HJC0416 is a Highly Potent and Orally Active STAT3 Inhibitor

Signal transducer and activator of transcription 3 (STAT3) is involved in the regulation of early embryonic development, angiogenesis, immune response, cell proliferation, and apoptosis. Additionally, STAT3 overexpresses in many cancers.

As a result, it becomes an attractive therapeutic target for various cancer treatment studies. However, despite much intensive researches contribute to the discovery of small molecules targeting STAT3, there is still no candidate clinical use in oncology. Thus, it is urgent to an orally bioavailable agent targeting STAT3.

In this article, we will introduce a potent and orally active STAT3 inhibitor with an enhanced anticancer profile than Stattic, HJC0416.

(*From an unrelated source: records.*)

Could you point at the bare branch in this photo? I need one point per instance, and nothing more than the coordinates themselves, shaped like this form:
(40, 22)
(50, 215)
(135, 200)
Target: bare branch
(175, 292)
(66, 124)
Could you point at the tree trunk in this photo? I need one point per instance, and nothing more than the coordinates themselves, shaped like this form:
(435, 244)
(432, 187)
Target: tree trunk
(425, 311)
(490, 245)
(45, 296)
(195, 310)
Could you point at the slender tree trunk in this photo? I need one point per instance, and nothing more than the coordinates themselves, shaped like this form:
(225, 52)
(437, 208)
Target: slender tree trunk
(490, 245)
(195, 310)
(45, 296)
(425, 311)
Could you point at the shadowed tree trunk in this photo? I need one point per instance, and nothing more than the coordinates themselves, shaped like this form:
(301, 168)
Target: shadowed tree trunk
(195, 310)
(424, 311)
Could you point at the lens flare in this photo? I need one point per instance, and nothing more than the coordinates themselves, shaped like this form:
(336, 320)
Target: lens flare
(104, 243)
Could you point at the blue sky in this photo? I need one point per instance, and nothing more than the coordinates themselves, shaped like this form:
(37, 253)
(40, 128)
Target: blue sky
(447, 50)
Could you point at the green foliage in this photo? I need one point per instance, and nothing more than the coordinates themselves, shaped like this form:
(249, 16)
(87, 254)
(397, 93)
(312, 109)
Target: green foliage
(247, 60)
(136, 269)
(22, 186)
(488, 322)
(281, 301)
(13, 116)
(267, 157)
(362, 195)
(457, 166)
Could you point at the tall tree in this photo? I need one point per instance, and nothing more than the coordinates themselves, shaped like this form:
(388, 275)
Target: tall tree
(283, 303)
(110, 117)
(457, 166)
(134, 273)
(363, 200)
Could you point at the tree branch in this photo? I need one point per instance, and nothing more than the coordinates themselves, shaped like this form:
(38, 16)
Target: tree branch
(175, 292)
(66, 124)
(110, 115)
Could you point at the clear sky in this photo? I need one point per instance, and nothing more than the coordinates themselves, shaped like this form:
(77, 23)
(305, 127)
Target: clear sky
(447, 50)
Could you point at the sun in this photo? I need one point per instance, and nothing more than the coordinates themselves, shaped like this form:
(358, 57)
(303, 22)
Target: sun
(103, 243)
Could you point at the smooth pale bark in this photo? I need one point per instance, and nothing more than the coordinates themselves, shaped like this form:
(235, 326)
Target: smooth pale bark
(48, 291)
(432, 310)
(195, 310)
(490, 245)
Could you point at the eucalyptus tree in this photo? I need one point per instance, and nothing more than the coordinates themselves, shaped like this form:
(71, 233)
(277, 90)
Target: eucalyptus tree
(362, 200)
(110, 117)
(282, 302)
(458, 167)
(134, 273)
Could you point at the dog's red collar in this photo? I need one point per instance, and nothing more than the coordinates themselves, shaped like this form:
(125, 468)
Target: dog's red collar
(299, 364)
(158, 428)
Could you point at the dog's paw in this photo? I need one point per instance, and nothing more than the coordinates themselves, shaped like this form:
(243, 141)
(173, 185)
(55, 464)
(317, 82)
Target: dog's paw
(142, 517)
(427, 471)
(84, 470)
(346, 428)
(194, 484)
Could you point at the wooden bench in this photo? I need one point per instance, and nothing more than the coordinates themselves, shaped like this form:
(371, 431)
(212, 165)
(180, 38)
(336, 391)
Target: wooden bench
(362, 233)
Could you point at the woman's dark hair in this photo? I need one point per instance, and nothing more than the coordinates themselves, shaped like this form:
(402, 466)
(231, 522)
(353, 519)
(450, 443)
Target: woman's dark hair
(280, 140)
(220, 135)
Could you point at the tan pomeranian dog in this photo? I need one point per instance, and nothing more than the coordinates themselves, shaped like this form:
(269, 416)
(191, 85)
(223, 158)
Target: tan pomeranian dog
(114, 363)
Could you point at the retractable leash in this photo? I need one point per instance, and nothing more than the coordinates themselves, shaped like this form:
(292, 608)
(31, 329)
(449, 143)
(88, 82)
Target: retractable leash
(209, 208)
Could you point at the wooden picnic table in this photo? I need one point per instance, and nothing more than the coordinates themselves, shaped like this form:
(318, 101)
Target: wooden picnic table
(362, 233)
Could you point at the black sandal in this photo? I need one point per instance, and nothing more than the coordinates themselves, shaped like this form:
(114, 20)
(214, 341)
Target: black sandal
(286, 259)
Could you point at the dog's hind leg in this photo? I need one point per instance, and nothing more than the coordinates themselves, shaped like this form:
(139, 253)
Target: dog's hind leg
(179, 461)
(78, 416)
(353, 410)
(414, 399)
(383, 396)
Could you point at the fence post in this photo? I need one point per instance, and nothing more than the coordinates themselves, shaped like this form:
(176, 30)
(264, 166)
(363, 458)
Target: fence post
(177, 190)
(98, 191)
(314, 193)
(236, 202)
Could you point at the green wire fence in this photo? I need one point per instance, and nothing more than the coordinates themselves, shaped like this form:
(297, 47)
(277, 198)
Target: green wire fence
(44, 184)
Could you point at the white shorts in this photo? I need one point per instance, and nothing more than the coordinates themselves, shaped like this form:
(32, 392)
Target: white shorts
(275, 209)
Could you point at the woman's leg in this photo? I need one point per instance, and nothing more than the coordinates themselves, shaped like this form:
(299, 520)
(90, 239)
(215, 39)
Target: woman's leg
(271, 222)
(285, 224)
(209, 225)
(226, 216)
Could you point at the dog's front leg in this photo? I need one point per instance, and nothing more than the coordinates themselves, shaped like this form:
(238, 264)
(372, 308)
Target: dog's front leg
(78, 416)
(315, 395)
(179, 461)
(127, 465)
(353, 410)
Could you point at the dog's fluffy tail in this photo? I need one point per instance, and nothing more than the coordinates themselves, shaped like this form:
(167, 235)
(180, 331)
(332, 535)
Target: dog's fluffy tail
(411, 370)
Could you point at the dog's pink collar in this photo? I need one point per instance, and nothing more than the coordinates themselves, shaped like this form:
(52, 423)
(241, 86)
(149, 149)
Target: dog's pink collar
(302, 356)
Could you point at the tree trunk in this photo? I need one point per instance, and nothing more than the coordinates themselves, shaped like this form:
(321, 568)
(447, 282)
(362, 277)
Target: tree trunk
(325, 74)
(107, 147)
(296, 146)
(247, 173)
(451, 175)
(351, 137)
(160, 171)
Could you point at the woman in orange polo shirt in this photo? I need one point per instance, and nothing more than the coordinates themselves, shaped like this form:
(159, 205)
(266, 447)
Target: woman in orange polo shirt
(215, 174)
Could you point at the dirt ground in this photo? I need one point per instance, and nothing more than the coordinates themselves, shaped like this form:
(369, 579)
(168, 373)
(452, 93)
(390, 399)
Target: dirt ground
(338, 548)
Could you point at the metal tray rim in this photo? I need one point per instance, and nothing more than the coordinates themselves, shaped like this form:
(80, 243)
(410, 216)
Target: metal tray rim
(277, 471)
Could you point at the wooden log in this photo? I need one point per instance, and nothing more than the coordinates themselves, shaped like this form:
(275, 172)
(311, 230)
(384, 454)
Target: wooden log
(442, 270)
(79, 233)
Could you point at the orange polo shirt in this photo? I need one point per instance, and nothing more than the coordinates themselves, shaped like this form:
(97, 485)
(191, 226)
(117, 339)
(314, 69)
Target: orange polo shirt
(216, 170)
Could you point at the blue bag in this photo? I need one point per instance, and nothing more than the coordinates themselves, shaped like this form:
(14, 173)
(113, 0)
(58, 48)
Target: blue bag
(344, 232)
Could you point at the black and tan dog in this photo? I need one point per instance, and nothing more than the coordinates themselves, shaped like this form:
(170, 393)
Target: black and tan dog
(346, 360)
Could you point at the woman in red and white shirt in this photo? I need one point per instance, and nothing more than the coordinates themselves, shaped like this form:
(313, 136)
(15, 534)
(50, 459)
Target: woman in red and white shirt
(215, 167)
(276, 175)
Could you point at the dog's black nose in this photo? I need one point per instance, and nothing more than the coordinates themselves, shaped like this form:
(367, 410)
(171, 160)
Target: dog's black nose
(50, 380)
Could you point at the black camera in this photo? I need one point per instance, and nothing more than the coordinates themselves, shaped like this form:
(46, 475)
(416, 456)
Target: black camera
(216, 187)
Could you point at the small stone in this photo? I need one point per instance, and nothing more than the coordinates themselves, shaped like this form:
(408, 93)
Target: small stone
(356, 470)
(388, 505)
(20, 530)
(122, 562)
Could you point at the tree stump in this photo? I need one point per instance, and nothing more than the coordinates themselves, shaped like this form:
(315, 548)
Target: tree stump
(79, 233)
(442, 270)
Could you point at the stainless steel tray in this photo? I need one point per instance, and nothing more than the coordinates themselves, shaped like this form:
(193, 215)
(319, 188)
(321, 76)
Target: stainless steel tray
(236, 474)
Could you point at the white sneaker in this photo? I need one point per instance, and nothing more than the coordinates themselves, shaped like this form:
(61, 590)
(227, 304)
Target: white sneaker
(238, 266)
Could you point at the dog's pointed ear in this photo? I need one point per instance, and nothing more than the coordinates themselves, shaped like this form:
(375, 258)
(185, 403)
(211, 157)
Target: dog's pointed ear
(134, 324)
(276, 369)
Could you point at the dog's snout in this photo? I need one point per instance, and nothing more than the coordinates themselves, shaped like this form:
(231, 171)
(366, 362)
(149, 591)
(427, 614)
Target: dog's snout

HJC0416 is a Highly Potent and Orally Active STAT3 Inhibitor 2020 07 16 - HJC0416 is a Highly Potent and Orally Active STAT3 Inhibitor

Firstly, in vitro, HJC0416 inhibits the proliferation of both ER-positive or negative breast cancer cells with IC50 values of 1.76 µM and 1.97 µM, respectively. However, it displays a marked antiproliferative effect against pancreatic cancer cell line AsPC1 and Panc-1 with IC50 values of 40 nM and 1.88 µM, respectively.
In MDA-MB-231 breast cancer cells, HJC0416 inhibits cell growth and induced apoptosis accompanying cellular morphological changes.
Besides, in MDA-MB-231 cells after transient transfecting with pSTAT3-Luc vector, HJC0416 decreases the STAT3 promoter activity by approximately 51%. While Stattic only decreases the STAT3 promoter activity by 39%.
Furthermore, HJC0416 has a comparable potency in downregulating STAT3 protein production and phosphorylation at Tyr-705 site when compares with Stattic. Additionally, it also induces cleaved caspase-3 and downregulated cyclin D1 levels in MDA-MB-231 cells.

In vivo, in the MDA-MB-231 triple-negative breast cancer murine xenograft model. HJC0416 shows a 67% decrease in tumor volume as compared to the control mice after 7 days of treatment. Similarly, HJC0416 hydrochloride also significantly reduces tumor volume at a dose of 100 mg/kg by 46%.

As a result, i.p.route appeared to have a better reduction of tumor volume. It is also noteworthy that HJC0416 does not show significant signs of toxicity at a dose of 100 mg/kg.

In conclusion, as a potent and promising Stat3 inhibitor, HJC0416 is a promising anti-tumor agent for breast cancer research.

Reference:

Haijun Chen, et al. Eur J Med Chem. 2014 Jul 23;82:195-203.